Scott Decker – Recounting the Anthrax Attacks: Terror, the Amerithrax Task Force, and the Evolution of Forensics in the FBI
4 to 6 p.m.

It was September 18, 2001, just seven days after al-Qaeda hijackers destroyed the Twin Towers. In the early morning darkness, a lone figure dropped several letters into a mailbox. Seventeen days later a Florida journalist died of inhalational anthrax. The death from the rare disease made world news. These anthrax attacks marked the first time a sophisticated biological weapon was released in the United States. It killed five people, disfigured at least 18 more, and launched the largest investigation in the FBI’s history.
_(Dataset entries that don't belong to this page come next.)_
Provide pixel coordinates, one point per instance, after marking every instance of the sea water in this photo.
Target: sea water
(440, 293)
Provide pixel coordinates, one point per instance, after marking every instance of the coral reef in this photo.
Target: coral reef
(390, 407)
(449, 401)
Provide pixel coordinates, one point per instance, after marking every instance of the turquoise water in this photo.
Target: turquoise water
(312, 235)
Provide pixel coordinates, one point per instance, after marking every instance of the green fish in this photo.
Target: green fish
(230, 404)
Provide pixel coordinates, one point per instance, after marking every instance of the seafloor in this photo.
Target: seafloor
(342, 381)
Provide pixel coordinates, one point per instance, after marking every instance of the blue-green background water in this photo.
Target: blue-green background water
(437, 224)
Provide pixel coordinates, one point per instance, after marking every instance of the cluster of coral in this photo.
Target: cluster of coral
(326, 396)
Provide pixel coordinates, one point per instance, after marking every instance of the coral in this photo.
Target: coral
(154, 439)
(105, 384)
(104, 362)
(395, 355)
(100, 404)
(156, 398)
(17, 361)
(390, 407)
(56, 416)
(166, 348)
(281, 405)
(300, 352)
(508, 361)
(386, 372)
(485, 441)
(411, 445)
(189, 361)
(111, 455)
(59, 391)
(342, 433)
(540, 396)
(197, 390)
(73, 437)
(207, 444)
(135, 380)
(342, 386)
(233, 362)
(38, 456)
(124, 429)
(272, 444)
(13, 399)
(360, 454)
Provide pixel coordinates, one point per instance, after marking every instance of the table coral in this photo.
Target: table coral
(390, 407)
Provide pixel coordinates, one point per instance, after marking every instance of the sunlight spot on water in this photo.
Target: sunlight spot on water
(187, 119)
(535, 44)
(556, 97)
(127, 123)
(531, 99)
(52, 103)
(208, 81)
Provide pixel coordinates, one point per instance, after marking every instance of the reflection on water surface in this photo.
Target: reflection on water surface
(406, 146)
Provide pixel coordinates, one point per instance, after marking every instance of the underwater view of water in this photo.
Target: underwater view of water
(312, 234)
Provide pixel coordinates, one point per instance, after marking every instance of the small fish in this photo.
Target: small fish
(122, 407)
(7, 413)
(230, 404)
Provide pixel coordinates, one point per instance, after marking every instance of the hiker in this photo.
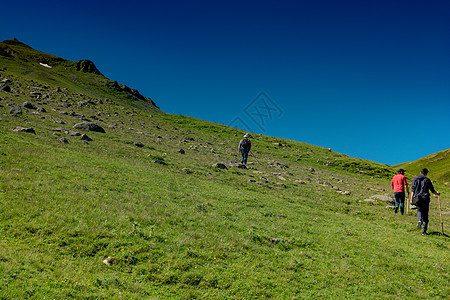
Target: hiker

Scott Decker who was part of the Amerithrax Task Force, provides the first inside look at how the investigation was conducted, highlighting dramatic turning points as the case progressed until its final solution. Join FBI agents as they race against terror and the ultimate insider threat—a decorated government scientist releasing powders of deadly anthrax. Walk in the steps of these dedicated officers while they pursue numerous forensic leads before more letters can be sent until finally they confront a psychotic killer.